Yann Tiersen has spent the last 15 years on the island Ushant, located in the Celtic Sea between Cornwall and Brittany. It’s there that he built his own studio, The Eskal, in an abandoned discotheque, and it’s perhaps unsurprising that the inspiration for ALL comes predominantly from this environment. But Tiersen hasn’t simply looked out of his window or taken strolls along the coast line for his influences. As the title of the album suggests, he’s looking at the bigger picture, taking time to understand how life on the planet fits together and how it can co-exist and remain or not remain in balance.
Taking field recordings from various locations, Tiersen has created an album that works on a number of levels, and listening to ALL completely devoid of context is a rewarding listen. Those already familiar with his work will know that his compositions have the ability to get under your skin, they work their way into the subconscious and trigger a dizzying array of emotions – from ecstatic joy, through introspective reflection and occasionally, unexpected floods of tears.
Dig a little deeper, however, and the album becomes a far more expansive and thought provoking experience. Utilising field recordings and incorporating them into his music, Tiersen gives these compositions a narrative without the need for vocals. When vocals do make an appearance, provided by guests Anna von Hausswolff, Ólavur Jakobsen and Emilie Tiersen, they are either wordless motifs or sung in Breton (the language of Brittany).

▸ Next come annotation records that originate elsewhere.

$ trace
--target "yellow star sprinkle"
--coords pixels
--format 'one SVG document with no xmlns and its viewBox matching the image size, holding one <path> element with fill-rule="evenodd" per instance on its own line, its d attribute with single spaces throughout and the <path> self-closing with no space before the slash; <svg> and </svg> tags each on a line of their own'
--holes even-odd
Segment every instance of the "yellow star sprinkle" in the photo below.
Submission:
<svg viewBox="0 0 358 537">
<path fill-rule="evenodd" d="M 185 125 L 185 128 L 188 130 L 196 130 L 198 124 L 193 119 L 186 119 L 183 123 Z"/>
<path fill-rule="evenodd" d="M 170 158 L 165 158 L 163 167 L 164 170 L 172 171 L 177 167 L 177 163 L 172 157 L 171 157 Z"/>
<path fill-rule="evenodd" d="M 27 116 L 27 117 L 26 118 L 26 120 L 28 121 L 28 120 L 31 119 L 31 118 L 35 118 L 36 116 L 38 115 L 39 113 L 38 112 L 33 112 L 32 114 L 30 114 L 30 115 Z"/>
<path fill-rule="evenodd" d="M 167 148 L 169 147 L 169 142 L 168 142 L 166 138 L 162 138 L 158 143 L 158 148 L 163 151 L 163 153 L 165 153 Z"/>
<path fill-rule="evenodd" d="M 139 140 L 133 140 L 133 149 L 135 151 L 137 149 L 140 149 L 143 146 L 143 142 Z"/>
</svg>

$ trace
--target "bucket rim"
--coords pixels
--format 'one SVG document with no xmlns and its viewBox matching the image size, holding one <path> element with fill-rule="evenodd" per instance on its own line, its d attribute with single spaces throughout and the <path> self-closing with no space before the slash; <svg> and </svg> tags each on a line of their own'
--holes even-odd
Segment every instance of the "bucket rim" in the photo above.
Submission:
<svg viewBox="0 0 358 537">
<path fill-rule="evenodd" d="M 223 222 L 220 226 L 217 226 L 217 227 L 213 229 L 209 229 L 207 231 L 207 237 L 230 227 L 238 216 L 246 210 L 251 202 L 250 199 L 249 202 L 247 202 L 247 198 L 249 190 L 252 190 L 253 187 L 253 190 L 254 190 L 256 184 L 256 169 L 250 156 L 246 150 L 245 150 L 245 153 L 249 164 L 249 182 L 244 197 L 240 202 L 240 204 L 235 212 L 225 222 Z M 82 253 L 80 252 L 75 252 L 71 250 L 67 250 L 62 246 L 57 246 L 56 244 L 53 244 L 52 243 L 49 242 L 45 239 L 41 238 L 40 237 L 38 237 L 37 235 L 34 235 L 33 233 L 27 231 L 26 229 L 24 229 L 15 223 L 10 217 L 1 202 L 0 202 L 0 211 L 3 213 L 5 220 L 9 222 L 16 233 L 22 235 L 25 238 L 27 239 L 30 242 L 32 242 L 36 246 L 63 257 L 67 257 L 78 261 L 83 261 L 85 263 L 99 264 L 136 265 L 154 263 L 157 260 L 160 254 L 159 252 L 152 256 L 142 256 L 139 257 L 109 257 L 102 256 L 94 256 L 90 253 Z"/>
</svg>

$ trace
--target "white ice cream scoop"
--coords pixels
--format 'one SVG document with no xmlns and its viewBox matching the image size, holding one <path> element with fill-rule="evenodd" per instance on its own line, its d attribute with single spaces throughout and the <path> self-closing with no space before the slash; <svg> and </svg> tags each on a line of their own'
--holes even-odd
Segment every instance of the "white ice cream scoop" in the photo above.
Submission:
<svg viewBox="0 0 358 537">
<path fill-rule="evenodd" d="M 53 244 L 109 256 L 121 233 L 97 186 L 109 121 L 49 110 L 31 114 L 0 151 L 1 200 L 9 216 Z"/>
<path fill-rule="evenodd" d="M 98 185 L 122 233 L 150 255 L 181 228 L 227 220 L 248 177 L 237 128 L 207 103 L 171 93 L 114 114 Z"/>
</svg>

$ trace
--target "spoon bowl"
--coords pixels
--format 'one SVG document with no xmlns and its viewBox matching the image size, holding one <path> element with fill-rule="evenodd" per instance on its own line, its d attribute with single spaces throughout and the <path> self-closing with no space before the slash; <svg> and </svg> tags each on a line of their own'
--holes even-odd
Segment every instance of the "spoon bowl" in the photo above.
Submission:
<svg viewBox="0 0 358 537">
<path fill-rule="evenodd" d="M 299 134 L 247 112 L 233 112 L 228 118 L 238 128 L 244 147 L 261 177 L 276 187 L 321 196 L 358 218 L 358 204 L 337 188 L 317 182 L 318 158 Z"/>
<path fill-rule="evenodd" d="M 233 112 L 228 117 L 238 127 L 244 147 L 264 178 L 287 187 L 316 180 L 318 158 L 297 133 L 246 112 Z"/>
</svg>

The album opens with Tempelhof, named after the former German airport. From Nazi airbase through to public park and festival site to its use as a refugee camp, Tempelhof is an area whose significance has shifted consistently. The piece opens with the sounds of children playing and develops into a beautiful and heartbreaking piano meditation that is undercut by a slightly menacing bass tone. So much history and significance at one site over the course of a few years is expertly encapsulated, leading to the conclusion that it will continue to change in the future, with or without human interference.
The album seamlessly merges the sounds of nature with Tiersen’s piano, electronics and violins. Koad features the twittering of bird song chattering in unison with a heavenly vocal, as Tiersen switches between delicate piano motifs and forceful, swelling pulses. Erc’h treads a similar path, with strings, feedback and birdsong coming together perfectly. When the vocals come in it is hard not to be reminded of Sigur Rós in their early pomp: it sounds like a hymn to the natural world and possesses the required beauty needed to give praise.
Pell takes the cries of a baby and adds them into a shimmering soundscape. Sounding not unlike Enya at times, this slowly unfurling song can’t help but trigger an emotional response. Windchimes clatter, Tiersen’s electronics carefully replicate animalistic calls, and at the heart of it all is that human sound, made at the most vulnerable time in life.
The album is crammed with references to nature, not just in the field recordings used but in the song titles too. Alongside location names, are Koad (Wood) Prad (Meadow) and Helo (Sun). Usal Road, meanwhile, was written about Tiersen being chased by a mountain lion in 2014 at that location. Prad features bird calls that are every bit as beautiful as the sparse piano that accompanies them. The other theme that appears to run throughout is the transient nature of place, time, and meaning.
Tempelhof alludes to the constant change of environment, political attitudes, and the ability of people and nature to reclaim, while the Final track Beure Kentañ, which translates as First Morning, perhaps suggests that a new dawn is upon us. With sounds of youth and nature combining over the course of ALL, it’s hard not to think of the recent Climate Change strikes undertaken by the youth of the country. Change is coming and the planet can be healed from the chaos bought about by the human race, but it’s going to take all of us to make it happen.